Dikutip dari Bloomberg, keputusan ini bertujuan untuk meningkatkan akses pasar seiring dengan persiapan terkait peningkatan status menjadi pasar negara berkembang (emerging market) dari FTSE Russell.
Berdasarkan revisi peraturan yang dikeluarkan oleh Kementerian Keuangan Vietnam, investor asing dapat melakukan pemesanan melalui perusahaan pialang global yang bertindak sebagai perantara resmi, tanpa perlu membuka rekening perdagangan individual di perusahaan sekuritas domestik.
Menurut peraturan yang berlaku sejak 3 Februari tersebut, investor asing masih diwajibkan untuk mendaftarkan kode perdagangan sekuritas dan membuka rekening kustodian sekuritas dengan anggota kustodian, untuk menjaga pengawasan regulasi.
“Kerangka kerja ini menjawab kekhawatiran lama yang diangkat oleh FTSE Russell dan investor institusional asing mengenai kompleksitas kontrak, hambatan dalam proses pendaftaran, dan kejelasan hukum,” kata kepala ekonom SSI Securities Corp, Pham Luu Hung.
Pada Oktober, Vietnam akhirnya meraih peningkatan status dari frontier market yang telah lama ditunggu-tunggu dari FTSE Russell. Klasifikasi ulang ini akan resmi berlaku pada September, setelah ditinjau kembali pada Maret. Para pejabat juga menargetkan untuk mendapatkan promosi serupa dari MSCI pada akhir dekade ini.
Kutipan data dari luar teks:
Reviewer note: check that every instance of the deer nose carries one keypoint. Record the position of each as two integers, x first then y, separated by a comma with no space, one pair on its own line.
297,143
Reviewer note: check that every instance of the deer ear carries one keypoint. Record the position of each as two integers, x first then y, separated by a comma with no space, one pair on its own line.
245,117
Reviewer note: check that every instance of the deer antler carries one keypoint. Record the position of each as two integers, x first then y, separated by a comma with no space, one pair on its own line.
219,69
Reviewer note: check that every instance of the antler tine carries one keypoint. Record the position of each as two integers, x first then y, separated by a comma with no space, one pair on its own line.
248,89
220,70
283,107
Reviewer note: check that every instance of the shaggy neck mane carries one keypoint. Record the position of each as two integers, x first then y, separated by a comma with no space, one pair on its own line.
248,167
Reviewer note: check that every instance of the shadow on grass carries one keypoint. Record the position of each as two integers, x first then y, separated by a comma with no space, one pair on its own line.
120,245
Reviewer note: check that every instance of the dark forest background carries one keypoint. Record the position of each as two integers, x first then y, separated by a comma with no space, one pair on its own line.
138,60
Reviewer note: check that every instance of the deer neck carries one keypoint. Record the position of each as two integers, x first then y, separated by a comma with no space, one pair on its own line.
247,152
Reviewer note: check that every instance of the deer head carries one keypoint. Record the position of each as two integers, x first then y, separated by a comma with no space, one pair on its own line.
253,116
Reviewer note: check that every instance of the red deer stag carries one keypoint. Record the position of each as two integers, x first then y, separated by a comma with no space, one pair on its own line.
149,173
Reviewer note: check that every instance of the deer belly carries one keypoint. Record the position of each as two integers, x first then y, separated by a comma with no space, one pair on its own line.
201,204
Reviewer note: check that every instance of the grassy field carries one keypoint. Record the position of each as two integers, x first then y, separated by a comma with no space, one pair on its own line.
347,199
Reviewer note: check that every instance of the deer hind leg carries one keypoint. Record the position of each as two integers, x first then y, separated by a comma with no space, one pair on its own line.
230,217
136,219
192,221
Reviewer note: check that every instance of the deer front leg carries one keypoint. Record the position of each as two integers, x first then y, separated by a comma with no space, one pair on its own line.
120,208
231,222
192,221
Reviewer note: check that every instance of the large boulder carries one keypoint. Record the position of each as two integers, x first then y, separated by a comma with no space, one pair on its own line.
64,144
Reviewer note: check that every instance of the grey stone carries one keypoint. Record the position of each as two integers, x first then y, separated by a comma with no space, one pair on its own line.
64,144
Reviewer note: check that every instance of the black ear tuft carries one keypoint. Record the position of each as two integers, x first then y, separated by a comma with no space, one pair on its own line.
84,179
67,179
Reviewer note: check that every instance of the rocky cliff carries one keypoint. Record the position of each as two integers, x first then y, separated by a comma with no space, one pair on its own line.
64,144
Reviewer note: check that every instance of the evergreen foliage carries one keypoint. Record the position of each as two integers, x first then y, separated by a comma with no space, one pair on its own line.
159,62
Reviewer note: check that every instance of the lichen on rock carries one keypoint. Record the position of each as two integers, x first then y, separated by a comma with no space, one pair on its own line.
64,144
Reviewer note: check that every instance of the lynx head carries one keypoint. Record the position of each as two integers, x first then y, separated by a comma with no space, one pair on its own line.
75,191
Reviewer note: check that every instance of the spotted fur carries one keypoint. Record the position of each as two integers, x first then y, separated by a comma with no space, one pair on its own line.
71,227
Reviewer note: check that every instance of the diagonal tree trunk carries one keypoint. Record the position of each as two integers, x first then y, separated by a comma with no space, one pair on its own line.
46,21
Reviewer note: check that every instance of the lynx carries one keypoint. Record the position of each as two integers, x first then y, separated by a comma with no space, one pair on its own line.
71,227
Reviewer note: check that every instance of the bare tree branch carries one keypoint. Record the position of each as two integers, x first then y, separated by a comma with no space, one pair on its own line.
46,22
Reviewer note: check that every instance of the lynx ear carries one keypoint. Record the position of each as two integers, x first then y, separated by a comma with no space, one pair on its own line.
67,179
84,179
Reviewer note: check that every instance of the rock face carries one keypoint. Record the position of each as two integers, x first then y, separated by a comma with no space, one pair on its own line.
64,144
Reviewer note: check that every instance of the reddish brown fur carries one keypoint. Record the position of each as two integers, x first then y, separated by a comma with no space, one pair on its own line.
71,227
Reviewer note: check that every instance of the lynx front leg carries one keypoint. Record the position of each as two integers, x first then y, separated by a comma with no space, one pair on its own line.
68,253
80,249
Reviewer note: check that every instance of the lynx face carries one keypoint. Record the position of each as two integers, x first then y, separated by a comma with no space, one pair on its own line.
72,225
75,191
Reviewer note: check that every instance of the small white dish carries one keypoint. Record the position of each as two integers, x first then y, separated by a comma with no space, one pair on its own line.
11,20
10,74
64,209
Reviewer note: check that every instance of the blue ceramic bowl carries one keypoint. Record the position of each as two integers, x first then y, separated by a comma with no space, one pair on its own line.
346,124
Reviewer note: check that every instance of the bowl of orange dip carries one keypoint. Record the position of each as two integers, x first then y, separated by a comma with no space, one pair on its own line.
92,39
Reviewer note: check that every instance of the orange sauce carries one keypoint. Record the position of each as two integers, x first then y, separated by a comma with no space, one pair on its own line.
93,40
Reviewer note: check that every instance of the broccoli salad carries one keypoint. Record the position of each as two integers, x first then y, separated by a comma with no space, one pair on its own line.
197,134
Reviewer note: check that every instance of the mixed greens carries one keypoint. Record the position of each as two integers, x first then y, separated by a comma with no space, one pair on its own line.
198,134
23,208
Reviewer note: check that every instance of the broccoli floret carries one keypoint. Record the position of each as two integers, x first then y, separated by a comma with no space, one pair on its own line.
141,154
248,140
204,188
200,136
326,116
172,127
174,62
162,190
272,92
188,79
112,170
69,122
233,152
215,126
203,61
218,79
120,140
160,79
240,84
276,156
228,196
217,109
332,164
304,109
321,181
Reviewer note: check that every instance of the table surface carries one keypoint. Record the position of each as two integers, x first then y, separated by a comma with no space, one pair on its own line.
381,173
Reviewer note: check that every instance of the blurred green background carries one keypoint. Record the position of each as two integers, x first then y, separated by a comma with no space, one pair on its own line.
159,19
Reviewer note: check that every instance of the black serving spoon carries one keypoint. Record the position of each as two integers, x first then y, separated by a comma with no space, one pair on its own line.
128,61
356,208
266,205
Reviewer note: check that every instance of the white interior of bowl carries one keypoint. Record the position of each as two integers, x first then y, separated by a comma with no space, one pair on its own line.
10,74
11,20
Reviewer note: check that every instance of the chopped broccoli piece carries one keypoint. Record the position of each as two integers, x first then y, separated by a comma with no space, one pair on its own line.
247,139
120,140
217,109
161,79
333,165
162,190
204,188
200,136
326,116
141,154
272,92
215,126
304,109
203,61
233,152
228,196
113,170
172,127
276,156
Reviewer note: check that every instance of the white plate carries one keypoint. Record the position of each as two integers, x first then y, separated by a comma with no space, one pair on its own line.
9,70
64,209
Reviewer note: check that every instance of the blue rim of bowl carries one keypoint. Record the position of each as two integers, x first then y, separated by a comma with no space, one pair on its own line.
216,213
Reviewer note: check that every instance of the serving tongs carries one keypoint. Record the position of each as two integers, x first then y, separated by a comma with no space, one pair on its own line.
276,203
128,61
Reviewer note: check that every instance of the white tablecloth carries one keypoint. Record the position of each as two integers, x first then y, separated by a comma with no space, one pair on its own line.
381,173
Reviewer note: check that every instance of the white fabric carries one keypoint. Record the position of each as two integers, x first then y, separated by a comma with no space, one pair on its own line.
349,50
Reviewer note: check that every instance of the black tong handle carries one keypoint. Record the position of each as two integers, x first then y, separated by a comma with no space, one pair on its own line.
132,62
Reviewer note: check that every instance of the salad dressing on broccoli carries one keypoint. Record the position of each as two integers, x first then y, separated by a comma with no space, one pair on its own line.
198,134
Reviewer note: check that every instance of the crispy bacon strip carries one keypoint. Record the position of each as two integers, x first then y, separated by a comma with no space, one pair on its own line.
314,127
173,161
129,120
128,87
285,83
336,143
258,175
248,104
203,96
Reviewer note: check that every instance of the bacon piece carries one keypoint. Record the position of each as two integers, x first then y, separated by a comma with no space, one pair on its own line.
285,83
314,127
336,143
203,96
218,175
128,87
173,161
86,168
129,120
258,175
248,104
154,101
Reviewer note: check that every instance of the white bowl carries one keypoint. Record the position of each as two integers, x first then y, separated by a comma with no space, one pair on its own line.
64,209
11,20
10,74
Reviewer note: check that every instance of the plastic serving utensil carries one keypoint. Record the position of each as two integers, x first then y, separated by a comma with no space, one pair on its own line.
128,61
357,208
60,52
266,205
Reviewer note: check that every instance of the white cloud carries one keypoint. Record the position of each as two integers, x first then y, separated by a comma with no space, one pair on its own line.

Peraturan baru ini juga menetapkan bahwa tidak ada batasan pada jenis sekuritas yang memenuhi syarat untuk perdagangan non-prefunding. Hung menyebutkan, langkah ini akan mempermudah kendala operasional untuk pelacakan indeks dan replikasi tolok ukur.
Perusahaan pengelola dana investasi sekuritas asing juga diperbolehkan membuka dua rekening perdagangan, satu untuk perdagangan milik sendiri dan satu lagi untuk pengelolaan aset klien, menurut pernyataan tersebut.
Klarifikasi ini meningkatkan transparansi, memperbaiki pemisahan risiko, dan mendukung pengawasan yang lebih efektif terhadap pengelola aset asing yang beroperasi di Vietnam.